The conflict is relatively simple: Elmo wants to eat the last oatmeal cookie available. Zoe says he can’t eat it because Rocco wants the cookie. Elmo makes fun of Rocco, stating quite clearly that a rock with no mouth can’t eat a cookie. They never discuss if Zoe really wants the cookie, but it’s clear from other videos that have been posted that Zoe treats her rock as a living creature who is different from other rocks. (When someone offers her a replacement rock after Rocco goes missing, she refuses because it’s not the real Rocco.) Although some people are on Zoe’s side (including the actor/wrestler known as the Rock, who notes that he does eat cookies), many people take Elmo’s side.

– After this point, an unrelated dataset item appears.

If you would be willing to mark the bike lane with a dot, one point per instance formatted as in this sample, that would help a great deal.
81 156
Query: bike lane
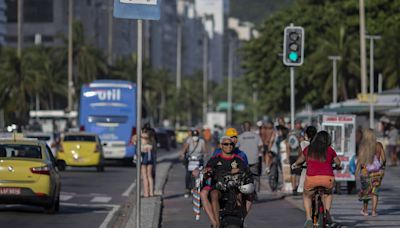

The debate is funny, but it also has a serious side. While in general it doesn’t matter if Zoe has a pet rock and believes it’s alive and eats, that can become a problem when her belief affects others. The conflict between Elmo and Zoe has been used to teach how we should respect each other and not make fun of people, even when we disagree. Yet, are there limits to this? Are some customs and laws wrong, even if other societies follow them? Mutual respect is far easier when we live in different countries, but can become a problem when we share one. Or when we don’t believe a rock/person should take something from us – in this case, a cookie, but in other cases, our livelihoods, our right to vote, to practice our religion, etc. – that doesn’t belong to them.
But I’m going to stop the analysis now because this light-hearted debate may be what people need during these divided times. Just be careful, though, with whom you discuss this: you and a friend may end up arguing about who is right – Elmo or Zoe.